Sementara di tempat Xiu Tian, saat ini ia terlihat melawan Serigala Berbulu Emas menggunakan kelebihannya, yaitu kecepatan.


Walau begitu, yang di rugikan saat ini adalah Xiu Tian, bahkan terlihat saat ini Xiu Tian dalam kondisi tidak baik.

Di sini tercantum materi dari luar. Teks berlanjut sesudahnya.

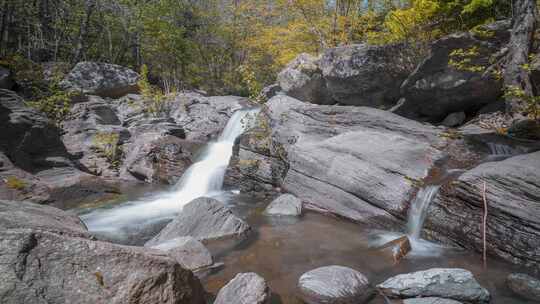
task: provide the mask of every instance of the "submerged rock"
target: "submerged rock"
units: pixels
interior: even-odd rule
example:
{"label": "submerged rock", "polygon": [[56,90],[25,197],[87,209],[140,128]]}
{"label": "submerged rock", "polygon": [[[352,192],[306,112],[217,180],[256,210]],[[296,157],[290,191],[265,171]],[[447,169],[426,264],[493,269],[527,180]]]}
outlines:
{"label": "submerged rock", "polygon": [[418,298],[418,299],[405,299],[403,304],[462,304],[456,300],[443,299],[443,298]]}
{"label": "submerged rock", "polygon": [[384,256],[390,257],[394,264],[397,264],[412,250],[412,248],[409,237],[402,236],[382,245],[379,250]]}
{"label": "submerged rock", "polygon": [[305,102],[334,104],[319,68],[319,60],[315,56],[302,53],[290,62],[277,76],[279,86],[285,94]]}
{"label": "submerged rock", "polygon": [[373,296],[362,273],[343,266],[325,266],[298,280],[300,297],[308,304],[362,304]]}
{"label": "submerged rock", "polygon": [[441,124],[449,128],[457,127],[457,126],[462,125],[463,122],[465,122],[466,117],[467,116],[465,115],[464,112],[451,113],[451,114],[448,114],[448,116],[446,116],[446,118],[443,120]]}
{"label": "submerged rock", "polygon": [[467,303],[488,303],[489,292],[473,274],[459,268],[432,268],[400,274],[377,285],[391,298],[441,297]]}
{"label": "submerged rock", "polygon": [[138,91],[139,74],[115,64],[79,62],[60,82],[66,90],[87,95],[118,98]]}
{"label": "submerged rock", "polygon": [[2,303],[204,303],[199,280],[141,247],[95,241],[73,215],[0,201]]}
{"label": "submerged rock", "polygon": [[172,239],[151,248],[166,251],[182,267],[189,270],[198,270],[214,264],[210,251],[190,236]]}
{"label": "submerged rock", "polygon": [[214,304],[265,304],[270,298],[266,281],[253,272],[237,274],[217,294]]}
{"label": "submerged rock", "polygon": [[9,69],[0,66],[0,89],[11,90],[14,85],[13,73]]}
{"label": "submerged rock", "polygon": [[292,194],[283,194],[273,200],[266,210],[268,215],[292,215],[302,214],[302,201]]}
{"label": "submerged rock", "polygon": [[251,228],[220,201],[201,197],[184,206],[182,212],[145,246],[191,236],[199,241],[245,236]]}
{"label": "submerged rock", "polygon": [[506,278],[506,282],[508,287],[521,297],[533,301],[540,299],[540,280],[524,273],[512,273]]}
{"label": "submerged rock", "polygon": [[425,228],[452,245],[481,252],[486,184],[489,255],[540,269],[540,152],[483,163],[443,186],[430,204]]}
{"label": "submerged rock", "polygon": [[393,105],[410,72],[400,53],[398,45],[356,44],[326,50],[320,67],[330,95],[344,105]]}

Sementara Serigala Berbulu Emas yang di serang dari berbagai arah bertahan, walau bertahan, ia menutupi seluruh tubuhnya menggunakan bulu emasnya yang berdiri layaknya sebuah jarum. Dan karena hal inilah yang membuat Xiu Tian terluka.


Tap tap..!!


“Sial, sudah 10 pedang patah, dan kaki tanganku terus menerus mengeluarkan luka,” gumam Xiu Tian sambil mencabut bulu emas yang menancap di pergelangan tangan Xiu Tian.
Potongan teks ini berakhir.